In a stinging rebuke to the Obama administration, lawyers representing victims of the 9/11 attacks charge that the government sought to "appease" Saudi Arabia by urging the Supreme Court not to hear arguments that the kingdom could be sued for its alleged role in funding the attackers.
"The government provides this court with no legal or policy basis to follow its apparent effort to appease a sometimes ally," the plaintiffs said in a brief filed with the Supreme Court late last night.
"Its brief devotes not even a single sentence to the harm suffered by the 9/11 victims, the public interest in permitting the victims their day in court, Congress' intent . . . or the consequences of closing courthouse doors to future victims of terrorist attacks in the United States."
The arguments, contained in a brief filed by the Center City law firm of Cozen O'Connor and other lawyers representing victims, employed unusually scathing and at times emotional language, suggesting at one point that the government's brief was timed to coincide with President Obama's visit to Saudi Arabia last week.
A spokeswoman for U.S. Solictor General Elena Kagan said the May 29 filing of the government's brief had been determined by the schedule of the Supreme Court, which is expected to decide whether to hear the case by the end of the month. The solicitor general represents the executive branch in matters before the Supreme Court, and it was Kagan's brief that urged the court not to hear the case.
"The timing of the brief had nothing to do with anybody's travel plans," said Justice Department spokeswoman Beverley Lumpkin.

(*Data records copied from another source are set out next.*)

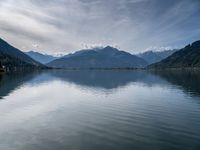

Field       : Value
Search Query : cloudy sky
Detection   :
[0,0,200,53]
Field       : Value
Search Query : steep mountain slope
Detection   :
[149,41,200,69]
[137,50,177,64]
[47,46,147,69]
[26,51,59,64]
[0,38,46,70]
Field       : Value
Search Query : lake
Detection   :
[0,70,200,150]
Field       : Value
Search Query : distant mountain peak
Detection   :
[149,41,200,69]
[48,46,147,69]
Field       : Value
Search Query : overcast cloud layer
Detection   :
[0,0,200,53]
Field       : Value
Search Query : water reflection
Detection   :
[0,70,200,150]
[0,70,200,98]
[153,70,200,97]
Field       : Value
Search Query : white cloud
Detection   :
[0,0,200,53]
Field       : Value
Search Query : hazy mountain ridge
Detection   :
[47,46,147,69]
[26,51,59,64]
[137,49,177,64]
[148,40,200,69]
[0,38,46,70]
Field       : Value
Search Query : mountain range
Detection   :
[0,38,46,70]
[26,51,59,64]
[47,46,148,69]
[0,38,200,70]
[148,41,200,69]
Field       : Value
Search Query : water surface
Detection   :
[0,70,200,150]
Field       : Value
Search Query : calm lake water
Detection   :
[0,70,200,150]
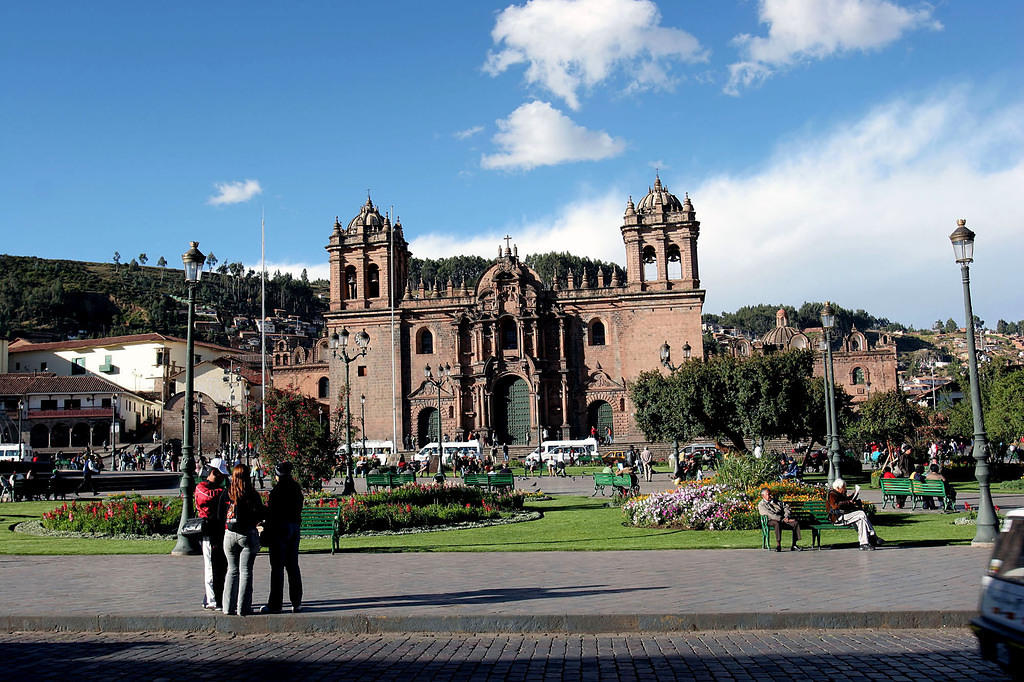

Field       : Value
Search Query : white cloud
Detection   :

Dozens of insurers and thousands of individual victims charge in lawsuits combined in federal district court in Manhattan that Saudi Arabia bears responsibility for the 9/11 attacks because it funded and controlled Islamic charities that in turn bankrolled al-Qaeda. U.S. government officials say the Saudis were warned repeatedly in the late 1990s that the charities were suspected of funding terror, but the Saudis failed to react.
Yet, lawsuits against foreign governments typically are long shots because U.S. law substantially restricts circumstances under which they can be sued. In passing the laws, Congress feared that such litigation might interfere with U.S. foreign policy, while also exposing U.S. government officials to lawsuits in foreign courts.
Federal District Court Judge Richard Conway Casey dismissed the Saudi government and members of the Saudi royal family as defendants in 2005, citing the Foreign Sovereign Immunities Act. His decisions were upheld by the U.S. Court of Appeals for the Second Circuit last summer, and that decision is now on appeal to the Supreme Court, which has yet to decide whether to hear the case.
Plaintiffs' lawyers argue that lower-court opinions on key aspects of immunity law are in conflict and that the Supreme Court must step in to resolve the issues.
Notably, they say that the U.S. Court of Appeals for the Ninth Circuit found the government of Taiwan to be subject to the jurisdiction of U.S. courts after the assassination of a Taiwanese journalist at the direction of a senior Taiwanese intelligence official. That opinion conflicts with Second Circuit ruling last year that Saudi Arabia cannot be sued, they say.
The brief also accuses the government of asserting immunity under legal standards that it failed to articulate in open court.
"The government seeks the benefit of the immunity conclusion without assuming the burdens of proceedings or defending its analysis," the plaintiffs' brief said. "The government would be far less cavalier in its immunity assessment if forced to explain in open court why uncertain immunity principles require dismissal of claims regarding the worst terrorism attack committed on American soil."